School suspensions and expulsions often lead to students’ idleness, falling back, and dropping out. It’s no surprise that nearly 80 percent of prisoners list truancy as their first offense, the U.S. Department of Justice reports.
So-called zero tolerance policies, which became popular in the 1990s, have led to more police and security officers in schools. Without policy changes, including early and consistent intervention, school infractions such as disorderly conduct and fighting will lead to excessive time away from school, criminal records, and an insidious school-to-prison pipeline.
In Toledo and across the country, black students are three times more likely than whites to be suspended or expelled. To alleviate the problem, the U.S. Department of Education issued recommendations this year, such as dropping hyper-zealous school discipline policies and ensuring that teachers and other school personnel are trained to resolve conflicts and cool classroom disruptions….

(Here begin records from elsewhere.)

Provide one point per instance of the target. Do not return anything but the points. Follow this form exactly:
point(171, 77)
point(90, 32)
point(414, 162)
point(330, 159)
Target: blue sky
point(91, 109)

To their credit, school districts have become increasingly aware of the problem. They have adjusted discipline policies and practices that have disproportionately affected African-American students and other children of color. And they’re getting results….
Here and around the country, zero-tolerance policies have hindered the education and prospects of many students, especially those of children of color. New disciplinary policies that aim to resolve problems while keeping young people in school are changing that trend.
But it can’t change fast enough to save children with enormous potential to contribute to society from wasting it in the school-to-prison pipeline.